Deinen Brief vom 29. d. M. habe ich erhalten. Ich freue mich, dass ihr meinen auch bekommen habt! Nur über eines wundere ich mich, dass Günther mir nicht geantwortet hat. Der Brief war doch an ihn gerichtet. Na ja, Anstand und Höflichkeit waren nie seine starken Seiten!! Sowas muss angeboren sein. Das kann man nie lernen. Hoffentlich bekommt er jetzt Gewissensbisse und rafft sich auf, mir einmal zu schreiben.

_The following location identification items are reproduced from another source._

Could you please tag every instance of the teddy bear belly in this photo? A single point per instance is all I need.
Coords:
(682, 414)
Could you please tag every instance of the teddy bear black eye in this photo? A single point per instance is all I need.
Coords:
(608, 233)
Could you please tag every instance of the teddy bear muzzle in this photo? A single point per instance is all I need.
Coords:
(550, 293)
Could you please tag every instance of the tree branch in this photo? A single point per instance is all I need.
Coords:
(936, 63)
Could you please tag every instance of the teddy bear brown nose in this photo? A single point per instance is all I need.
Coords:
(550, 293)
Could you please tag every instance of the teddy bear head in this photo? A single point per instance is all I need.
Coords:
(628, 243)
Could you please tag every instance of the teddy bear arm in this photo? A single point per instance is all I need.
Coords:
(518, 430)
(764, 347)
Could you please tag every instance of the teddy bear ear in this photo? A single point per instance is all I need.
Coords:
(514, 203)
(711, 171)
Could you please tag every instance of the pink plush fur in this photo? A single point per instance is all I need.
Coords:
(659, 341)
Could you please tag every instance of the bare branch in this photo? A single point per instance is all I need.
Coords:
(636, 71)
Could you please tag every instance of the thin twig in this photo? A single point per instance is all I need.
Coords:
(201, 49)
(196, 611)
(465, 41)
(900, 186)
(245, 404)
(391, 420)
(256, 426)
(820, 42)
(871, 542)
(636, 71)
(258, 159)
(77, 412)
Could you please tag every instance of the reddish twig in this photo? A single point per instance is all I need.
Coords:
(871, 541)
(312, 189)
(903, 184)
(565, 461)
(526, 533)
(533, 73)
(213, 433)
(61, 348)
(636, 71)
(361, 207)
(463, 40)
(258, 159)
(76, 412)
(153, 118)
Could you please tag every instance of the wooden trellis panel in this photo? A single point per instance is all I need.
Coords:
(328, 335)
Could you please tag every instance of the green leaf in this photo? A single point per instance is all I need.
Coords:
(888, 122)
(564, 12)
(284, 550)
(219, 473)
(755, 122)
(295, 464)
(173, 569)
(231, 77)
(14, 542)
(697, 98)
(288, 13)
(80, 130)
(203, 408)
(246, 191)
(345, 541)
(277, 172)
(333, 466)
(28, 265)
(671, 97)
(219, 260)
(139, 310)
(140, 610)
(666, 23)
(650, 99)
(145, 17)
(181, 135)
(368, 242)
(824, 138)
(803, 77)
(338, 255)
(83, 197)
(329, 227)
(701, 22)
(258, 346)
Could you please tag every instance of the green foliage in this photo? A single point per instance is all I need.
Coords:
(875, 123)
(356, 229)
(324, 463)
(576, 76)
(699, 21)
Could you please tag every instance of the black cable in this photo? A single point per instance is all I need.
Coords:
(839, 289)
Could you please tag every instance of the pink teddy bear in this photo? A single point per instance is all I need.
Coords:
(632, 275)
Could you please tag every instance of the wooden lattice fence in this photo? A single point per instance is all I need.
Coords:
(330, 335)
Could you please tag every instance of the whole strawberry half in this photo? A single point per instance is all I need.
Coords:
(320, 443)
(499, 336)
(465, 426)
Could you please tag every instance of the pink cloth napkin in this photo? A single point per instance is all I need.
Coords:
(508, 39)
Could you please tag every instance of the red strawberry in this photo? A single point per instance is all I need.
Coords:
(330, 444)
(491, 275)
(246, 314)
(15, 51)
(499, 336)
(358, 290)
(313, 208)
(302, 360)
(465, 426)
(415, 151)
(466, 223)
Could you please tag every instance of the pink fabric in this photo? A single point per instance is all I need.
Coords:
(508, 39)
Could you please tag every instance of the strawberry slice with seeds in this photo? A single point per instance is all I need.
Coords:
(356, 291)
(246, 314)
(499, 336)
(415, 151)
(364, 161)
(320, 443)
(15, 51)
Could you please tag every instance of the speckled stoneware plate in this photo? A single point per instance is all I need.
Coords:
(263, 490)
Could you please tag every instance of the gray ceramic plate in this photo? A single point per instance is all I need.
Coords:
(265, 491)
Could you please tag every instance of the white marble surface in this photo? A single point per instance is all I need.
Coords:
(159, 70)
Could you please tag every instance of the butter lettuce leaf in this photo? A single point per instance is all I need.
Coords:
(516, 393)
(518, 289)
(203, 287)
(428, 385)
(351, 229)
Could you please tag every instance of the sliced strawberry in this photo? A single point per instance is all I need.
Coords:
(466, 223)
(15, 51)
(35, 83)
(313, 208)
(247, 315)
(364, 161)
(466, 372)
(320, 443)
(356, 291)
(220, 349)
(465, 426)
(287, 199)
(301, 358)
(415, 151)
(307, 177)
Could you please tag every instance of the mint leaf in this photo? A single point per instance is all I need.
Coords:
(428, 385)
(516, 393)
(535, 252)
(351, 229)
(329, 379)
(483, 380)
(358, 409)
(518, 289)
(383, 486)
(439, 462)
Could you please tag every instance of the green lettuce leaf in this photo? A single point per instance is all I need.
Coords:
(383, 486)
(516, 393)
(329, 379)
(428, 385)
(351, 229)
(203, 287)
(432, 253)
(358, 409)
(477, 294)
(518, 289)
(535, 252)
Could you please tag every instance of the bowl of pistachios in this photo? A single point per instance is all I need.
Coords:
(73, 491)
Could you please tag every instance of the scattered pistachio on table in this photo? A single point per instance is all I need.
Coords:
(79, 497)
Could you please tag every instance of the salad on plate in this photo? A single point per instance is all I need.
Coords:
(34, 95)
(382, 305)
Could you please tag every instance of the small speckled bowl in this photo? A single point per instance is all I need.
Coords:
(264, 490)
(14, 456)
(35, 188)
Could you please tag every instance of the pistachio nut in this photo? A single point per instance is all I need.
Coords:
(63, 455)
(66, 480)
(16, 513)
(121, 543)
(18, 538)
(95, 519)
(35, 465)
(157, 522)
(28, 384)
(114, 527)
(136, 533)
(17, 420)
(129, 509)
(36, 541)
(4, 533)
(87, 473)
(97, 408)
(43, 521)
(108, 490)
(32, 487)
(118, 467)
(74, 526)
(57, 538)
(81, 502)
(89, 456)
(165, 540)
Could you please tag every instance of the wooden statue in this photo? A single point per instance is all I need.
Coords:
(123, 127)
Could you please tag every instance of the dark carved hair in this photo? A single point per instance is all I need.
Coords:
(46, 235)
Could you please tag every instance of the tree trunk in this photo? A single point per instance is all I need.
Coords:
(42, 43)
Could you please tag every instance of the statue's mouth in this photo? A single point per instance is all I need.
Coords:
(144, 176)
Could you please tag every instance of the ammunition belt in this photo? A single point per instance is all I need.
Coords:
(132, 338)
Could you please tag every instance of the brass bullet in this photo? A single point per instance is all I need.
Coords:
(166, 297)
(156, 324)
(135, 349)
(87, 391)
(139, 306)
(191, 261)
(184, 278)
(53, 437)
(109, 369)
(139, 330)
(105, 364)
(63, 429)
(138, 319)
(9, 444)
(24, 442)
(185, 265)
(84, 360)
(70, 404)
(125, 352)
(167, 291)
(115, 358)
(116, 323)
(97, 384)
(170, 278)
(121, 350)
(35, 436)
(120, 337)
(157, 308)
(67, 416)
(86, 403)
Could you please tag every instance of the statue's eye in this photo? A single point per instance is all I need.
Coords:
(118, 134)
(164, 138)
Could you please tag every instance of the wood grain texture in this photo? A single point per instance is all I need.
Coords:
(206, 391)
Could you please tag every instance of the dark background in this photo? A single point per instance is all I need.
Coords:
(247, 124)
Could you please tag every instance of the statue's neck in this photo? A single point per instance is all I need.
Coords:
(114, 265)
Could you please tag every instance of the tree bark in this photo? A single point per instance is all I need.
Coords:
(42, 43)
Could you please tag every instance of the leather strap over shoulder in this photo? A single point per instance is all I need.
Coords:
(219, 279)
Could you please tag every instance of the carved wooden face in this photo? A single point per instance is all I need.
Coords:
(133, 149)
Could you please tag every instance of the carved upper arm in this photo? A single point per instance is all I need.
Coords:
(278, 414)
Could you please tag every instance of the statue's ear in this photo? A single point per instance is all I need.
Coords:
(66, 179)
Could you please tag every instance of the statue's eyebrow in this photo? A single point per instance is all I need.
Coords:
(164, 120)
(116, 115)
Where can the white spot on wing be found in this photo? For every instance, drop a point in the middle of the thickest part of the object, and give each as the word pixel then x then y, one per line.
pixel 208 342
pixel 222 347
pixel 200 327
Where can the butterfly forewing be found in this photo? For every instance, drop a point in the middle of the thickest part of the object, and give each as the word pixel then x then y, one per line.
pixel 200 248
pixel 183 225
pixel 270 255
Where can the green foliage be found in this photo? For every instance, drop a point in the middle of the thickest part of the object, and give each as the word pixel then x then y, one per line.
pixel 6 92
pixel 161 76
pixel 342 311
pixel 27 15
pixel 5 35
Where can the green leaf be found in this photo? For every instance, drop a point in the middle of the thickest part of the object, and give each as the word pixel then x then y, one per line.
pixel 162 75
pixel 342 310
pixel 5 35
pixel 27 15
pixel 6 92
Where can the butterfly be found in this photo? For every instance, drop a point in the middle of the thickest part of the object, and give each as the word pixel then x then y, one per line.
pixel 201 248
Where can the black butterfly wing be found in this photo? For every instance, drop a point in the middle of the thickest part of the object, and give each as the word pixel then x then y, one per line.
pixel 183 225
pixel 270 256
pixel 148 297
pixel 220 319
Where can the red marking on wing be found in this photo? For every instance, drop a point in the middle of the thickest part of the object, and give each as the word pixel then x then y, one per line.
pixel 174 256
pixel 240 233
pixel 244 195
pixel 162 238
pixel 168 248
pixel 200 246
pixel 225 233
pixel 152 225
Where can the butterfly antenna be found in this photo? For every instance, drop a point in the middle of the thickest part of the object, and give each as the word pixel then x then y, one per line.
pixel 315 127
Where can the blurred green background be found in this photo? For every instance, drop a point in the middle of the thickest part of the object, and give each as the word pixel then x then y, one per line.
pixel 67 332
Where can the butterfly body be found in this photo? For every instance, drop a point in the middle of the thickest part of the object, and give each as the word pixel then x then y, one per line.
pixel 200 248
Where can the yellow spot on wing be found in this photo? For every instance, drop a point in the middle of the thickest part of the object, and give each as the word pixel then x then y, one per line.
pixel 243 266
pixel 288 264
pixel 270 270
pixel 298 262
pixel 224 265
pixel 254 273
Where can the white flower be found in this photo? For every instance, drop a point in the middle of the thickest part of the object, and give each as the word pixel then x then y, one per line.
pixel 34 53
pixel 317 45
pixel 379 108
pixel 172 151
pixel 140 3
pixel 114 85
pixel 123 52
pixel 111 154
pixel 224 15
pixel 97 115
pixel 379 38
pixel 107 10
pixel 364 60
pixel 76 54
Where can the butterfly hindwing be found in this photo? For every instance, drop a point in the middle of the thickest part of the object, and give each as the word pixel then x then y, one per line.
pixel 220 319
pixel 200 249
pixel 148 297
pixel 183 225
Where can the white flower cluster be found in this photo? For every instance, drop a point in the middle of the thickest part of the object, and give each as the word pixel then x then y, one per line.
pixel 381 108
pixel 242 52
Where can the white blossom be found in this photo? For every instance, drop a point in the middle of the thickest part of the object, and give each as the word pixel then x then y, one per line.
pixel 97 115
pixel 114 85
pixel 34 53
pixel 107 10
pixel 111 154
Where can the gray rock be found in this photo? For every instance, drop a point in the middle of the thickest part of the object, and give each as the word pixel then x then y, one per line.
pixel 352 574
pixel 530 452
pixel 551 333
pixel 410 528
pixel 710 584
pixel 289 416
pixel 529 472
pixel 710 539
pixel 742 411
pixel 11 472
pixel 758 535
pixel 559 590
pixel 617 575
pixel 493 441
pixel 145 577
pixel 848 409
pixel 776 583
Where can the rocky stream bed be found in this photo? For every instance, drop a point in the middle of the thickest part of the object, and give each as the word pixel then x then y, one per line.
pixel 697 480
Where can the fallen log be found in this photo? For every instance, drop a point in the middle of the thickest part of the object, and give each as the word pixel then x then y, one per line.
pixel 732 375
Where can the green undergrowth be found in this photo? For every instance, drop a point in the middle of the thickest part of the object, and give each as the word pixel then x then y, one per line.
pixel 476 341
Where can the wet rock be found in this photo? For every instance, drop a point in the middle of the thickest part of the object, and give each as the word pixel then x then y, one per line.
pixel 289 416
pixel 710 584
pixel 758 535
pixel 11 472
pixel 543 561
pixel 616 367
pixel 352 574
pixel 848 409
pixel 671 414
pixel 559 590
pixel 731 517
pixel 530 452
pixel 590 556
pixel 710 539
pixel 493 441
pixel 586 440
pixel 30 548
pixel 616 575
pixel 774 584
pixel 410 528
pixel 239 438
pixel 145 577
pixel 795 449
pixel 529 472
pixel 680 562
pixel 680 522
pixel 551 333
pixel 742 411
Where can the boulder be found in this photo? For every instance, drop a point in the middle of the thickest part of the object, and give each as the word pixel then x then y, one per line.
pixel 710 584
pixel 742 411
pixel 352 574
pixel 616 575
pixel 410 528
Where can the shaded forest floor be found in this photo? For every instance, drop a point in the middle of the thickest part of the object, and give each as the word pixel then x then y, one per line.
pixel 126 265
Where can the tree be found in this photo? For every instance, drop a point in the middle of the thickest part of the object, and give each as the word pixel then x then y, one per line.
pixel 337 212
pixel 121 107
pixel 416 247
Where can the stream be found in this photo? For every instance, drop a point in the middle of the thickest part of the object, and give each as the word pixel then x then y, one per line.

So, und nun zu Deinem Brief! Es freut mich, dass Du noch Hemden und Socken angeschafft hast. Und Zigaretten!! - !! Ich bin zu Tränen über den Einfall gerührt. Oma habe ich den Vorschlag gemacht den Gewinnertrag eines „Sonntag-Abend-Mensch-ärgere-Dich-nicht-Spieles“ in Zigaretten umzusetzen! Mit meinen Lebensmittelkarten werde ich ganz gut fertig. Butter teile ich mir immer in Würfel ein. Brot haben wir auch genug. Von Fett brauche ich bei jedem Essen in der Pension nur 5 g abzugeben. Fleisch immer 50 g. Kann aber auch, wenns sein muss, ohne haben. Wenn ich keine Wurst mehr habe, esse ich eben Marmelade. Marmelade und Zucker gibt’s ja genug. Und Eier! Ich habe gestaunt! Diesen Monat habe ich für mich auf a, b, c, d, zusammen 15 Eier bekommen. Huch nein, hat mich das gefreut!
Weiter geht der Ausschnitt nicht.